In the New York Times, which has been publishing updates of the trial which may influence the European Union to add Hezbollah
to its list of terror organizations, it was stated that Yaacoub admitted he went by the code name "Wael."
On the organization’s payroll since 2010, Yaacoub said he was earning $600 per month. When asked why he used a code name he replied, "In general, the party is based on secrecy between members. We don’t know the real names of our fellow members."
Yaacoub said that his handler, who he knew by the name Ayman, ordered him to log the arrival times of Arkia flights in Larnaca.
Whenever he needed to contact his handler, he would send an SMS about "the weather." The Hezbollah operative described himself as a "pawn" fulfilling orders.
Hezbollah - will EU call it terror organization? (Photo: EPA)
Prosecutors see it otherwise, and charges against him include involvement in planning of terror against Israelis. Intelligence experts in the US and Israel say that Yaacoub is a "small player" in a covert war being waged by Iran and Hezbollah against Israel.
During the trial, Yaacoub said that he was transported by commercial vehicles to training bases, with no knowledge of where he was being taken. According to details he provided, training units were made of 10 – 13 people, and members received training on RPGs, M-16s, AK-47s and
other weapons. During police interrogation, Yaacoub admitted to using explosives, but during his trial, he denied this.
Throughout his testimony, the young man insisted he was not knowingly involved in the attempt to harm Israelis in Europe,
and added that as a member of Hezbollah, he had the right to say no to involvement in terror activities. "If I was asked to participate in attacks, I had the right to refuse," he said.
Yaacoub was arrested a half year ago, and according to reports, the Mossad was involved in bringing him in. At that point it was already suspected that he was involved in attempts to carry out terror attacks against Israeli targets in Cyprus,
including the planting of explosives on a plane or boat. He denies this, but admits that his handler demanded he look for Kosher restaurants in Limassol.

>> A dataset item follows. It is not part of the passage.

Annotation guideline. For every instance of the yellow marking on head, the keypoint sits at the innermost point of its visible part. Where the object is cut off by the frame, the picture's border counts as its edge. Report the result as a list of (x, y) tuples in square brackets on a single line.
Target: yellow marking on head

In addition, he admits to being sent by the Hezbollah to Antalya,
Amsterdam and Lyon, areas which also have a large Jewish and Israeli presence, according to prosecutors, with the cover story of being a businessman.
A verdict is expected in March. In the meantime, Israel and the US are pressuring the EU to add the Hezbollah to its list of recognized terror groups. On Thursday Israeli President Shimon Peres
joined the call, saying: "Hezbollah must be called by its name – a terrorist organization."